Poland A time of rising cost pressure
Retail & leisure
Currently, the retail real estate market is seeing the highest level of new supply since 2017. Poland remains the European leader in terms of newly completed retail park space, and 2026 is likely to maintain this high level, given the record-breaking space currently under construction.
Rents and operating costs under pressure
In early 2026, rent indexation due to inflation will be around 3.5-4 pct, similar to 2025. Additional increases may occur during renegotiations, particularly for flagship properties, supported by high demand and strong tenant performance.
Prime properties, including the best shopping centres, parks, and high street locations, currently have the greatest potential for rent growth. With high occupancy levels and a well-balanced tenant mix, real rent increases during renegotiations are possible, reaching up to several euros per square meter. In properties with a weaker market position, the negotiation terms still rest with the tenants.
Agnieszka Bobela-Musiał, head of asset services retail at Cushman & Wakefield
At the same time, landlords must prepare for further increases in service charges, which are also forecast at around 4 pct. This is due to factors beyond the control of landlords and managers, such as an increase in the minimum wage, higher local taxes, and the effects of the withdrawal of government mechanisms supporting energy prices.
The most important operational challenge will be maintaining cost efficiency without compromising service quality, which necessitates the use of technology. Investments in AI, HVAC systems, and cleaning robots are no longer optional, but are becoming the foundation of a property's competitiveness. Every CAPEX expense is now meticulously analysed from a business perspective – the key is a measurable impact on the building's value and return on investment, ideally within 12 months.
Agnieszka Bobela-Musiał.
Tenant Strategies: Optimisation Instead of Aggressive Expansion
In 2026, the market will witness further optimisation of retail chains and a redefinition of formats. Some brands, especially those in the fashion sector, plan to expand existing premises at the expense of opening new stores. Meanwhile, electronics chains and large supermarkets are announcing reductions in space, a response to customer migration to online channels and cost pressures.
Tenant optimisation-related moves demonstrate a maturing market. Retail operators increasingly understand that success is not about the number of locations, but the quality of displays, conversion, and customer fit. This year will also be marked by the development of services and discount stores, while leading brands in the fashion, health, and beauty categories continue to strengthen their positions.
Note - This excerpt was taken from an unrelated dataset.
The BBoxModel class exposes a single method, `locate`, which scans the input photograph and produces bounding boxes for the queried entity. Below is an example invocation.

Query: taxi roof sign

Michał Masztakowski, head of retail agency.
Development Activity and High Street Development
Development activity in 2026 will focus on completing a record pipeline of projects, with shopping centres accounting for only about 10-15% of new supply. Developers must consider an estimated 2-5 pct increase in construction costs.
There is currently a shortage of large units exceeding 400 sqm in shopping centres, and retail parks, with their slightly different tenant profiles, will not be able to fully fill this niche. Consequently, many shopping centre owners will prioritise "reclaiming" space by combining smaller units. Such consolidation allows for the creation of attractive flagship formats for key brands, or anchor tenants, which, given the limited choice of new locations, becomes a key tool for building a market advantage for older properties.
Ewelina Staruch, senior analyst at Cushman & Wakefield
The Consumer of the Future: A New Beginning in Spending
Despite structural challenges, the outlook for tenant turnover remains promising, driven by high consumer confidence.
The Polish consumer enters 2026 with a significant dose of optimism, higher than the European Union average. We are seeing a return to selective but stable spending growth, particularly in the health and beauty, services, and broadly defined entertainment categories. Demographics will determine long-term changes – people over 40 are becoming a strategically important group, as they are more affluent and loyal to selected brands. Success in the coming years will be achieved by projects that can translate this optimism into actual sales by better adapting to the needs of an aging but increasingly affluent society.